BDM is one of several federal contractors seeking a future in state and local government markets

A $27.5 million contract BDM Federal won earlier this month with the Dayton, Ohio, public school system represents the kind of deal BDM president Philip Odeen plans to target in the future.

BDM will operate the school district's information services department and develop an information system that brings together financial management, human resources and student information, Odeen said. The contract may be significantly smaller than the $774 million information technology corporation is used to garnering from the Defense Department, but with the Pentagon slimming its budgets, state and local governments are becoming an increasingly hot prospect for many federal contractors.

"The move into state and local governments is picking up steam," said Robert Dornan, senior vice president of McLean, Va.-based Federal Sources Inc., a consulting firm that specializes in federal, state and local infotech markets.

In addition to BDM, companies such as Science Applications International Corp., PRC, Anderson, EDS

and Oracle are all focusing increased efforts on capturing state and local government contracts.

Historically, the commercial groups of large corporations were responsible for winning local and state government business. But that strategy wasn't working too well because commercial groups tended to take "the path of least resistance, the path that brought in the most money," and those deals weren't with local governments, Dornan said.

Now companies are giving their federal divisions a chance to try their hand at winning state and local government business.
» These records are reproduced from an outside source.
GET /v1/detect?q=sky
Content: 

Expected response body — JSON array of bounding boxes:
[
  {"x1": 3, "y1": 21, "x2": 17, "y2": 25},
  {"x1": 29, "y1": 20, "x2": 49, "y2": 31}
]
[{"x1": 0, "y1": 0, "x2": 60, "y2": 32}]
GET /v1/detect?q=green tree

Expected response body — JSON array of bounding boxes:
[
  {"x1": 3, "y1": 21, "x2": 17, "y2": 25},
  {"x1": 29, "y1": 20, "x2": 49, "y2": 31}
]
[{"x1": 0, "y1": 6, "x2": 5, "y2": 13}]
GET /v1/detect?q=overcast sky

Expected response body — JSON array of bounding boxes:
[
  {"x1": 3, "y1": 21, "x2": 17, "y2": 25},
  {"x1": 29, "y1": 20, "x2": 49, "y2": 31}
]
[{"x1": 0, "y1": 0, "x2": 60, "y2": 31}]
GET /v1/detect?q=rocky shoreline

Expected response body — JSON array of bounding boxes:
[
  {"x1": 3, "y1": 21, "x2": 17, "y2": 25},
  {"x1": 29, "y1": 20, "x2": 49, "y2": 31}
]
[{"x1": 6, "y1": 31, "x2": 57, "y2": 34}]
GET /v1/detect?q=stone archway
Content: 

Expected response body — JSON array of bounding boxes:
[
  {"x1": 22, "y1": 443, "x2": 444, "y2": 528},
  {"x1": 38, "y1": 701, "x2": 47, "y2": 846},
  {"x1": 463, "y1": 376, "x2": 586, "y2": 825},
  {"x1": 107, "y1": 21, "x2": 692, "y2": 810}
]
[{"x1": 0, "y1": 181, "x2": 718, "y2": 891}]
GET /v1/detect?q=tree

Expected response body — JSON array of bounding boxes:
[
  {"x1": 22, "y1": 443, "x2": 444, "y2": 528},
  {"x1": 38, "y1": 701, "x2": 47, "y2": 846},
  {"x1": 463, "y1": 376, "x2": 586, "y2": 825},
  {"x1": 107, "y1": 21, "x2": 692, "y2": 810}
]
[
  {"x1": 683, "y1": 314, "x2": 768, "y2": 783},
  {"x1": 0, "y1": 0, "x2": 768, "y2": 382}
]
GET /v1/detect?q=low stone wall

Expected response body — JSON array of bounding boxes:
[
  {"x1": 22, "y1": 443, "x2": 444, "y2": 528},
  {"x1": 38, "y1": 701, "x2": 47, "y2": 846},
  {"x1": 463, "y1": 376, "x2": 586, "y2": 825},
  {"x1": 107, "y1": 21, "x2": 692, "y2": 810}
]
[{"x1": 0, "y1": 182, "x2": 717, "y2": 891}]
The people who are used to dealing with the federal government have an easier time managing the bureaucracies and the frustrating procurement issues that companies face when selling to any government, Dornan said. These individuals need patience to deal with each locality's peculiarities -- patience that workers in the

federal units presumably learned dealing with the federal bureaucracy.

BDM Federal is one such firm that is looking at the 30,000 jurisdictions around the United States as a way to supplement its federal business. BDM Federal, which still earns 60 percent of its revenues from the Department of Defense, is concentrating on providing information technologies to schools. BDM Federal is creating an information system for Prince William County Public Schools in Virginia, Washoe County, Nev., schools, and most recently won the deal for Dayton public schools.

"This contract with the Dayton Public Schools further confirms BDM's position as the nation's leading K-12 information technology systems integrator," said Odeen in announcing the award in April.